Testing out the Holga in Greece, I managed to not completely destroy the film. Yay! :cheer: They're not exactly Snapshots in my eyes, but coz I never knew if they were going to work out or not, I stuck em here.
I'm just so proud that these photos turned out at all. Despite a huge light leak on one of the pics - but hey that happens. Now I've put a roll of colour MF film in the Holga and I can't wait to see how they turn out.
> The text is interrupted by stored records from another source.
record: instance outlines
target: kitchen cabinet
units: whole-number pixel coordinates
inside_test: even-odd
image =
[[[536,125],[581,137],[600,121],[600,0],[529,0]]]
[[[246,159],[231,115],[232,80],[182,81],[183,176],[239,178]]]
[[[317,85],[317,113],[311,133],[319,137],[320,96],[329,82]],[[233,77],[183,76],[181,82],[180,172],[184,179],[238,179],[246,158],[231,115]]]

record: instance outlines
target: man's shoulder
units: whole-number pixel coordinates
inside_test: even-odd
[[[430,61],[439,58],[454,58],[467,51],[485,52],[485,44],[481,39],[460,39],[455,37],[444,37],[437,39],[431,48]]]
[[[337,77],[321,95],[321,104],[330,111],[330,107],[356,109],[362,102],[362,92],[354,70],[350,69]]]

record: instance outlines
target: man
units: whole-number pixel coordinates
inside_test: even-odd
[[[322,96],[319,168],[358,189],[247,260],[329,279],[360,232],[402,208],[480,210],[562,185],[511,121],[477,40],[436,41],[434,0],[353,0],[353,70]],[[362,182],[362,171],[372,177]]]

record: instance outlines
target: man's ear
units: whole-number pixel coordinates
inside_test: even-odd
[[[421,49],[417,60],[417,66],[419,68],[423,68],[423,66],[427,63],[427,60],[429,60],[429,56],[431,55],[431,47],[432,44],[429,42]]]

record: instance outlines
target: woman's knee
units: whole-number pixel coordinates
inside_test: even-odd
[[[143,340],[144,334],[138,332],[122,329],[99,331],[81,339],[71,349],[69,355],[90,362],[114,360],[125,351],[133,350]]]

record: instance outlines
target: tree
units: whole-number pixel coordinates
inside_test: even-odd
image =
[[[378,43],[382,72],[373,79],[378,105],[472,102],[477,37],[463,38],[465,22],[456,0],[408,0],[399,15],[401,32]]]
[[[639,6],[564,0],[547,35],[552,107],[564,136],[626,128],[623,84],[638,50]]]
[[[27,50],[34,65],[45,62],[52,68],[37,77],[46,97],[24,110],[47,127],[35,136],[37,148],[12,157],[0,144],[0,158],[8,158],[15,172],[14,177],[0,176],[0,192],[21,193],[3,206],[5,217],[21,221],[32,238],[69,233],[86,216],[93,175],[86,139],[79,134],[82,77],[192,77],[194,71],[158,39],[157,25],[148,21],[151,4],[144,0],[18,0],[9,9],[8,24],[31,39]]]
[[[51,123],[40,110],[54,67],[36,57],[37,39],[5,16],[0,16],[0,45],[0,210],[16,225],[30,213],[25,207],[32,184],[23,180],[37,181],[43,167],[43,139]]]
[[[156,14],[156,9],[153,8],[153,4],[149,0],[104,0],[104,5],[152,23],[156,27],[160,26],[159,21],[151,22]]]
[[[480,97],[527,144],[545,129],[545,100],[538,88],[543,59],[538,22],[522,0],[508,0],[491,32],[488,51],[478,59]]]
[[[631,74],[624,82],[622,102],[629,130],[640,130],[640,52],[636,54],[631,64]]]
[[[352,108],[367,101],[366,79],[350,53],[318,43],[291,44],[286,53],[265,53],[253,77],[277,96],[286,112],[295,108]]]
So here they are...... I present to you.... Greece through the lens of a Holga! :cheer:

1. 






2.





3.





4.





5. (some of you might recognise this, coz I posted a colour version of this winery lookout a little while ago, but it was from a slightly different angle)





6.





7. And lucky last... the Temple of Zeus.





Thanks for looking, and feel free to leave any comments or critique.


----------



## terri (Aug 9, 2005)

These kick ass, Vicky. :thumbup: I am really partial to the first and second ones. 

Nice series, good work!


----------



## Christie Photo (Aug 9, 2005)

LOVE view#6!  Good Holga application.


----------



## snownow (Aug 9, 2005)

They rock  Great shots


----------



## elsaspet (Aug 9, 2005)

Those are AWESOME!!!!!!!!!!!!!


----------



## John the Greek (Aug 10, 2005)

Looks like you went to Santorini?


----------



## Meysha (Aug 10, 2005)

Yep! Santorini was excellent! I absolutely fell in love with the place. But I wouldn't want to stay there for too long - too many tourists.... and the wine I had there wasn't very nice. But ah well. The buildings were amazing!


----------



## Alison (Aug 10, 2005)

Really nice series. I love #2 & 6. Makes me want a Holga now!


----------